Clemson’s College of Agriculture, Forestry and Life Sciences names 2022 alumni award winners


Clemson’s College of Agriculture, Forestry and Life Sciences (CAFLS) honored three alumni last month for their outstanding service to the college, University and agribusiness industry.

The 2022 awards recipients were highlighted by one Young Alumni Award winner and two Professional Achievement Award winners.

During the ceremony, Keith Belli, Dean of CAFLS, praised the accomplishments of CAFLS alumni and the promise of current students.

“I am thrilled to honor our former students who have gone out into the world and succeeded, making an impact on our state and nation.  As much as I am proud of our current students, I am even more proud of our graduates who have helped improved the lives of South Carolina citizens,” Belli said.

Five men standing in a row holding plaques with balloons above them.
(Left-to-Right) Keith Belli, Dean of CAFLS; Jamie Dozier; Chris Singleton; Zach Snipes; Ben Skelley, CAFLS Alumni Board President.

The winners include:

Zachary Snipes, 2022 Young Alumni Award Winner

Zach Snipes, 2013 CAFLS graduate, was awarded the 2022 Young Alumni Award for his impacts in business, leadership, community and educational endeavors.

Snipes works for Clemson University Cooperative Extension as the Area Horticulture agent for Charleston and as Assistant Horticulture Team leader.

In his role, Snipes has established himself as an expert in commercial fruit and vegetable production and is well respected by the produce growers in the low country, as well as by his peers. He is a collaborator on several grant funded projects and leads various on-farm research trials each year. He is also a member of several boards and committees serving Clemson and the South Carolina public.

Snipes was noted for his “passion for commercial horticulture and his drive to provide training and resources to ensure that his co-workers and clients are successful.”

During COVID-modified operations, Snipes was a driving force in moving traditionally in-person producer meetings into a virtual format.

Chris Singleton, 2022 CAFLS Professional Achievement Award

Singleton graduated from Clemson in 2001 with his Master of Forest Resources, and currently serves as a manager with American Forest Management, Inc. He is also a member of the Appraisal Institute with an M.A.I. designation, giving him the highest appraisal level certification for professionals.  Singleton has been an adjunct instructor with the Department of Forestry and Environmental Conservation since 2016.

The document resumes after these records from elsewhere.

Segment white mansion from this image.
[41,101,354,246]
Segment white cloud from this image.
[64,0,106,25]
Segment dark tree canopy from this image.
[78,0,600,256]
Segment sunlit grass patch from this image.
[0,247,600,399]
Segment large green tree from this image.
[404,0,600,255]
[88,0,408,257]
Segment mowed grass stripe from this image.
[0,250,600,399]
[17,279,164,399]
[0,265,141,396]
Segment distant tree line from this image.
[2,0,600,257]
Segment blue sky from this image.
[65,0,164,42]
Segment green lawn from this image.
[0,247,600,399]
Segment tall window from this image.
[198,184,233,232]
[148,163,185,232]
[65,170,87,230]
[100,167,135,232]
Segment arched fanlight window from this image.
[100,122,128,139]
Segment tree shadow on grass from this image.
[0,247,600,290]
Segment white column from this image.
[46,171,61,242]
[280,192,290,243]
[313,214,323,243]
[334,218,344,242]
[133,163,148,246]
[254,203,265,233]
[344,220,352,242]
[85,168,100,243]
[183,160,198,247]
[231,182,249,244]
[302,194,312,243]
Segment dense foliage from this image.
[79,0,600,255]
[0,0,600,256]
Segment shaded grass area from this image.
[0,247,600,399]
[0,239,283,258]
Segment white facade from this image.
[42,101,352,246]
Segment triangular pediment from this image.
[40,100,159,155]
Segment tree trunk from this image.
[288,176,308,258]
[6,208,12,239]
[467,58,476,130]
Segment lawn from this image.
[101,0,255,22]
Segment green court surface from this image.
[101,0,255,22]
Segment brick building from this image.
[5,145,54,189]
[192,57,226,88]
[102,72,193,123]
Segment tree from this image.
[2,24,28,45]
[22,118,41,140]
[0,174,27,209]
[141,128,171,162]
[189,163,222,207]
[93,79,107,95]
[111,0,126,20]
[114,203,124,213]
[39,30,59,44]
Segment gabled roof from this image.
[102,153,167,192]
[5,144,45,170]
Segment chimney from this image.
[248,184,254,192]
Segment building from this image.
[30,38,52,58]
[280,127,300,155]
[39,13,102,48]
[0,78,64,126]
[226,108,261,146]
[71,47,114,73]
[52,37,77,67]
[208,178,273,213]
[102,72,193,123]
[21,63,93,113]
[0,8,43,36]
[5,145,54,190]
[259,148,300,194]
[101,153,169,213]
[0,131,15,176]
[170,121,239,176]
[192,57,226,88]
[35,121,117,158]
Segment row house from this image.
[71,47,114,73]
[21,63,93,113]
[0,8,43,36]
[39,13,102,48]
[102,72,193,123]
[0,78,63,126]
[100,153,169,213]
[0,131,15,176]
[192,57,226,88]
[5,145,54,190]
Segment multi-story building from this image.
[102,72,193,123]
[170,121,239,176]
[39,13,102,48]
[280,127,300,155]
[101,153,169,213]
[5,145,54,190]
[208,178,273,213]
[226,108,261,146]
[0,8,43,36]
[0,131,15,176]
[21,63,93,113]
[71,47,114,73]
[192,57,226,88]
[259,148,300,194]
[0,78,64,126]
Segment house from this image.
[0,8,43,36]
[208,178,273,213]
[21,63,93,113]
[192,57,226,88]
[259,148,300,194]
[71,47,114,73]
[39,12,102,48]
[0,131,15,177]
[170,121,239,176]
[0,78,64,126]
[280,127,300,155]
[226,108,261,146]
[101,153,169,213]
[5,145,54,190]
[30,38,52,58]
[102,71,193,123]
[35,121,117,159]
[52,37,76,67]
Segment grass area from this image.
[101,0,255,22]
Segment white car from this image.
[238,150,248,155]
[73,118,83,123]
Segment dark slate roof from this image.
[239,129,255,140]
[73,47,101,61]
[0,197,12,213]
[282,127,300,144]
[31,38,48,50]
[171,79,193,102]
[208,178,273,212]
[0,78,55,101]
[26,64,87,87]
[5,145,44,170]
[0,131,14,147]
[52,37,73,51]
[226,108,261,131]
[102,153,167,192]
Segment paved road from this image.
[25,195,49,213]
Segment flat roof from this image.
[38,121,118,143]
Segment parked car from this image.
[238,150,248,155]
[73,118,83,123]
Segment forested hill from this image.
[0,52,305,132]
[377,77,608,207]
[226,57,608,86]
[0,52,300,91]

Singleton is known for his willingness to assist with an array of CAFLS projects. He has published numerous forestry industry articles and taken the lead in training foresters on the latest valuation modeling software. He also volunteers with state and regional divisions of the Society of American Fosters and consistently serves on local arrangements and program committees.

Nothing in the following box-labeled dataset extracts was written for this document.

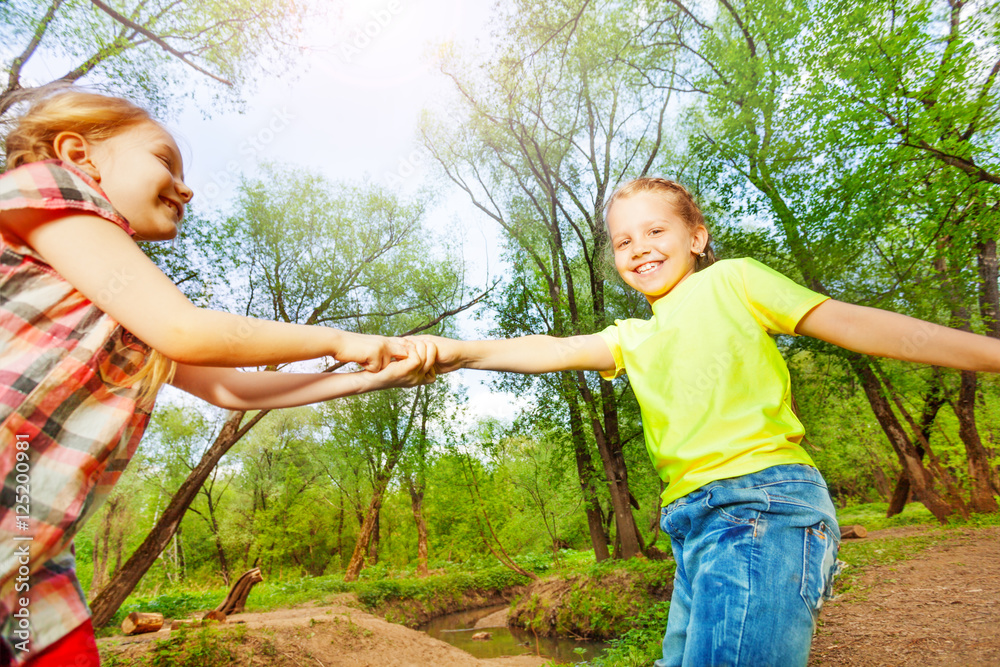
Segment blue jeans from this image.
[655,465,840,667]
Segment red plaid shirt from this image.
[0,160,152,664]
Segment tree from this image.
[423,2,670,560]
[635,0,997,521]
[91,170,478,626]
[0,0,303,120]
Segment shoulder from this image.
[0,160,133,234]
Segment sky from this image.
[150,0,523,419]
[0,0,524,419]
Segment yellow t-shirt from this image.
[598,259,827,505]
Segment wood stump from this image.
[215,567,264,616]
[840,526,868,540]
[122,611,163,635]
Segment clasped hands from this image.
[338,334,461,387]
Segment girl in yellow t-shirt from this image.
[414,178,1000,667]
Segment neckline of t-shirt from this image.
[652,264,715,315]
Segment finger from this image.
[385,338,413,359]
[413,340,427,370]
[423,341,437,382]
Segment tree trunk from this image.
[368,497,382,565]
[206,492,230,586]
[344,486,389,581]
[577,371,642,558]
[976,239,1000,338]
[851,355,955,523]
[406,475,428,577]
[886,374,945,517]
[954,371,1000,513]
[569,394,610,563]
[90,410,268,628]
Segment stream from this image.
[419,605,607,663]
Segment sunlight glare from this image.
[302,0,463,88]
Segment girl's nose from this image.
[177,181,194,204]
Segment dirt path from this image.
[99,605,549,667]
[100,527,1000,667]
[809,527,1000,667]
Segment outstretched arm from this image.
[171,341,435,410]
[795,299,1000,373]
[3,209,406,371]
[416,334,615,374]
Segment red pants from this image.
[25,620,101,667]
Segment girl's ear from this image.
[691,225,708,255]
[52,132,101,183]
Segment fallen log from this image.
[122,611,163,635]
[170,619,201,631]
[840,526,868,540]
[215,567,264,616]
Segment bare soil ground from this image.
[809,526,1000,667]
[99,605,548,667]
[100,526,1000,667]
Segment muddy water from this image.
[420,605,607,663]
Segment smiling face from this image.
[80,122,194,241]
[607,192,708,305]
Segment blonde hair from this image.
[5,89,177,401]
[604,176,715,271]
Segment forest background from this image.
[0,0,1000,623]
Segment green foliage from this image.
[837,503,938,530]
[0,0,302,117]
[587,602,670,667]
[355,567,529,610]
[511,559,675,639]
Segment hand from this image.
[333,332,411,373]
[373,339,437,389]
[403,336,465,373]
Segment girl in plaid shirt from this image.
[0,91,433,667]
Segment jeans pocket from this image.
[705,486,770,526]
[800,521,841,624]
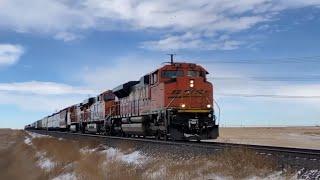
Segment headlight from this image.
[189,79,194,88]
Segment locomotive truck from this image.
[25,58,219,140]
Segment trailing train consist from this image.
[25,57,219,140]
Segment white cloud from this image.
[54,32,81,42]
[141,33,242,51]
[0,44,24,66]
[0,81,96,95]
[0,0,320,50]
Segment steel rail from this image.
[30,130,320,161]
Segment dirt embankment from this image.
[0,130,316,180]
[0,129,47,180]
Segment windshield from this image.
[162,71,183,78]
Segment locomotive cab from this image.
[150,63,219,140]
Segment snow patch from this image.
[102,148,148,165]
[121,151,145,164]
[79,147,97,154]
[36,152,56,172]
[27,131,50,138]
[24,137,32,146]
[52,173,77,180]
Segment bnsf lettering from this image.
[169,89,208,98]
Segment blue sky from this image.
[0,0,320,128]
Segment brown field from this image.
[0,130,312,180]
[210,127,320,149]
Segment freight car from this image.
[26,59,219,140]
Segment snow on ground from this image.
[52,173,77,180]
[27,131,51,138]
[36,152,56,172]
[79,147,97,154]
[102,147,148,165]
[24,137,32,146]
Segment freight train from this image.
[25,57,219,141]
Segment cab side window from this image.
[150,71,158,85]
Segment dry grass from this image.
[208,148,277,179]
[303,131,320,136]
[0,132,292,180]
[0,131,47,180]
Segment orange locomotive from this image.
[26,56,219,140]
[107,57,219,140]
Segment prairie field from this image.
[210,126,320,149]
[0,129,318,180]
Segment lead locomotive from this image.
[26,57,219,140]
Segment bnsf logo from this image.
[170,89,208,96]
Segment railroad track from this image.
[29,130,320,169]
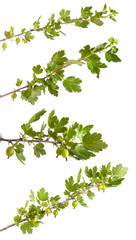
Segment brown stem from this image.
[0,183,98,232]
[0,137,59,145]
[0,65,67,98]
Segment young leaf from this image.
[77,124,93,141]
[33,65,43,74]
[28,108,46,124]
[33,143,46,158]
[65,176,77,192]
[48,110,59,128]
[87,190,95,200]
[29,190,35,203]
[20,222,33,234]
[59,9,70,22]
[77,195,88,207]
[87,54,107,78]
[77,168,82,184]
[83,133,108,152]
[37,188,49,201]
[63,76,82,92]
[112,164,128,177]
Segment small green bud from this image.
[6,147,14,158]
[16,37,20,44]
[72,200,78,208]
[53,209,58,217]
[2,43,7,51]
[61,148,69,160]
[56,136,63,142]
[30,80,35,86]
[11,92,17,100]
[45,208,51,216]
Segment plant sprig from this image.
[0,4,118,50]
[0,109,108,164]
[0,37,121,105]
[0,162,128,234]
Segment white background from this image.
[0,0,136,240]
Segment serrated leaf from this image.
[83,133,108,152]
[16,78,23,87]
[105,48,121,62]
[24,32,34,42]
[77,124,93,141]
[33,143,46,158]
[59,9,70,22]
[77,168,82,183]
[75,18,89,28]
[81,7,93,19]
[112,164,128,177]
[48,110,59,128]
[77,195,88,207]
[70,145,95,160]
[54,117,69,133]
[37,188,49,201]
[20,222,33,234]
[65,176,77,192]
[63,76,82,92]
[106,177,124,187]
[91,16,103,26]
[28,108,46,124]
[87,54,107,78]
[87,190,95,200]
[29,190,35,203]
[21,85,43,105]
[32,65,43,74]
[65,122,79,140]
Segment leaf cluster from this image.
[9,109,108,163]
[9,37,121,105]
[14,163,128,234]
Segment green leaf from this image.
[33,65,43,74]
[28,108,46,124]
[81,7,93,19]
[77,124,93,141]
[91,16,103,26]
[75,18,89,28]
[33,16,41,30]
[15,143,26,164]
[65,176,77,192]
[77,168,82,184]
[83,133,108,152]
[79,45,92,58]
[16,78,23,87]
[64,122,79,140]
[14,215,21,227]
[48,110,59,128]
[20,222,33,234]
[63,76,82,92]
[24,32,34,42]
[29,190,35,203]
[105,177,124,187]
[105,46,121,62]
[37,188,49,201]
[59,9,70,22]
[21,85,43,105]
[112,164,128,177]
[77,195,88,207]
[87,190,95,200]
[46,50,68,73]
[33,143,46,158]
[87,54,107,78]
[70,145,95,160]
[54,117,69,133]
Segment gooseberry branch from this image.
[0,182,98,232]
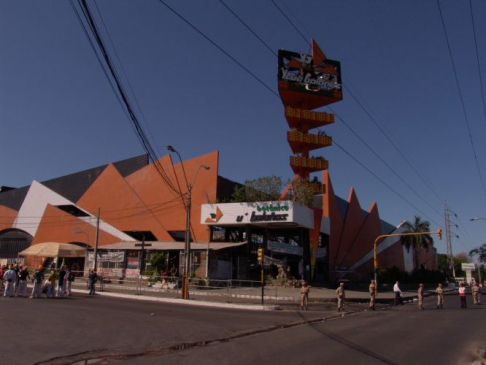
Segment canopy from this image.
[19,242,86,257]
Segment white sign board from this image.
[461,263,476,271]
[268,242,304,256]
[201,201,314,229]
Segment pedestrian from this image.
[435,283,444,309]
[417,283,425,309]
[66,270,74,296]
[459,281,467,309]
[12,262,20,296]
[336,283,346,312]
[15,266,30,297]
[30,265,44,298]
[0,265,6,290]
[368,280,376,310]
[62,266,70,295]
[471,282,481,305]
[393,281,403,305]
[3,265,17,297]
[88,269,98,295]
[57,265,66,298]
[300,281,310,310]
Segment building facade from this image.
[0,152,437,283]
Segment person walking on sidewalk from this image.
[393,281,403,305]
[46,267,58,298]
[471,283,481,305]
[459,281,467,309]
[30,266,44,298]
[336,283,346,312]
[300,281,310,310]
[66,270,74,296]
[3,265,17,297]
[15,266,30,297]
[417,283,425,309]
[368,280,376,311]
[435,283,444,309]
[88,269,98,295]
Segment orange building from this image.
[0,152,436,282]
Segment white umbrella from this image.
[19,242,86,257]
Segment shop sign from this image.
[127,257,139,270]
[201,201,314,228]
[268,242,304,256]
[312,247,327,259]
[88,252,125,262]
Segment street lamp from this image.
[167,146,210,299]
[469,217,486,222]
[469,217,486,283]
[373,224,442,289]
[132,231,147,276]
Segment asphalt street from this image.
[0,288,486,364]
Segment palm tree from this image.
[400,215,434,270]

He is considered “a true volunteer, dedicated to his professional society, and one with a consistent record for service.”

Jamie Dozier, 2022 CAFLS Professional Achievement Award

Dozier graduated from Clemson in 1994 with a bachelor’s degree in Wildlife and Fisheries Biology and in 1997 a master’s degree in Wildlife and Fisheries Biology.

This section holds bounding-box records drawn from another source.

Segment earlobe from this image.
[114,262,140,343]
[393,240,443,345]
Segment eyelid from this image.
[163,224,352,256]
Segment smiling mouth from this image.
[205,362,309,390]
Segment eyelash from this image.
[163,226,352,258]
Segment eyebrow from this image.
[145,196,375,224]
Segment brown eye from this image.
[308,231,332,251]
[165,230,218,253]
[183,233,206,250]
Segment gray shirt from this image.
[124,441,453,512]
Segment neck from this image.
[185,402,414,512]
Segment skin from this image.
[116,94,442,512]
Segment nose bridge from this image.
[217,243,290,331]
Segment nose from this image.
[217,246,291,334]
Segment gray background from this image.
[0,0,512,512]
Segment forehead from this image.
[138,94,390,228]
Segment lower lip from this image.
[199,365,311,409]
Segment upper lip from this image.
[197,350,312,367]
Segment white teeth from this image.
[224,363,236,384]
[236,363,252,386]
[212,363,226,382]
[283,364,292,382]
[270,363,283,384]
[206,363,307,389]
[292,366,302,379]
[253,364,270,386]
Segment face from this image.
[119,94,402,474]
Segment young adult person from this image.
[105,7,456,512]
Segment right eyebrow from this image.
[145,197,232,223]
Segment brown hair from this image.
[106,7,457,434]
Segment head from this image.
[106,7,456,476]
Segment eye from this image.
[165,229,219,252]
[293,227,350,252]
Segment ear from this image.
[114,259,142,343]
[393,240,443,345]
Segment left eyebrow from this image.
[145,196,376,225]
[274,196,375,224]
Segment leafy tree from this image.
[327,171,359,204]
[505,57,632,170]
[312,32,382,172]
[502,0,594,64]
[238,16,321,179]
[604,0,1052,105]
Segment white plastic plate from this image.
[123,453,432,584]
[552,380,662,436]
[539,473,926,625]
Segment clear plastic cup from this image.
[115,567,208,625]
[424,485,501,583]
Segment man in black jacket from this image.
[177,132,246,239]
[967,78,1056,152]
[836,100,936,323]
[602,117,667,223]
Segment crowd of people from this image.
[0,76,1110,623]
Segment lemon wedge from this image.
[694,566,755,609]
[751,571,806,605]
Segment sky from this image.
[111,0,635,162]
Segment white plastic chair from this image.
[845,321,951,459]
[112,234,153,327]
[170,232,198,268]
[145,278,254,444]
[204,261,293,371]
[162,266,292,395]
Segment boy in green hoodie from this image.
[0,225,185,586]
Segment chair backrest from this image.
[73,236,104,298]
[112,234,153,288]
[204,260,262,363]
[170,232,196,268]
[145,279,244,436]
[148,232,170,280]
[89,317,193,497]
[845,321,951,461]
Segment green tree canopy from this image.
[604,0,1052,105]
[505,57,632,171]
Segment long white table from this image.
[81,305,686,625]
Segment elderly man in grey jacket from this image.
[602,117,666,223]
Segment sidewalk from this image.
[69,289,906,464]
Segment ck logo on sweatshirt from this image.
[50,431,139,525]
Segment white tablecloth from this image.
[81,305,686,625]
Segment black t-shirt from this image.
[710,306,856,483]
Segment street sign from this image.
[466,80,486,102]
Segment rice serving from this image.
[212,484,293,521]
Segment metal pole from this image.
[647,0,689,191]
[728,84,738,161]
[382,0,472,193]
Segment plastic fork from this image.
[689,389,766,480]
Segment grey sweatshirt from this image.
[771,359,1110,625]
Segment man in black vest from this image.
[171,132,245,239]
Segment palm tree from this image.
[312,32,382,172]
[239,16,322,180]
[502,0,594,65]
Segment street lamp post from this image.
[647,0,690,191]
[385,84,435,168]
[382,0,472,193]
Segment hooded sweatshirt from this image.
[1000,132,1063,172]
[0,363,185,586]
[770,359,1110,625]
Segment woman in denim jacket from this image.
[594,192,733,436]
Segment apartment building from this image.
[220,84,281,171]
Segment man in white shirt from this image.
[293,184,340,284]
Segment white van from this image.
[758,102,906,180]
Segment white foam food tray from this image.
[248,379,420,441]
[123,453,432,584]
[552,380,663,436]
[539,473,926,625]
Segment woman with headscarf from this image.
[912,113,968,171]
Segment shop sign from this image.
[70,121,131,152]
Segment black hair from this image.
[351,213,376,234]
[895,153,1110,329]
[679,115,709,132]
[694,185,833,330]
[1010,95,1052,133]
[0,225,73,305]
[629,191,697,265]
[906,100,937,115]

Dozier is project leader of the 24,000-acre Tom Yawkey Wildlife Center in Winyah Bay, just north of Georgetown. The Yawkey Center is supported by a unique partnership between the Yawkey Foundation out of Boston, Massachusetts, and the South Carolina Department of Natural Resources.

In working with the Tom and Jean Yawkey Foundations, Dozier has helped secure funding to support a full-time research coordinator at Clemson’s Baruch Institute for Coastal Ecology and Forest Sciences, as well as operating funds for the position to date of $750,000. He has also provided internship funding for CAFLS undergraduate students and for research to support Clemson’s graduate students and faculty. Dozier was praised for his efforts to expand the Center’s reach despite the impact of several hurricanes since 2016.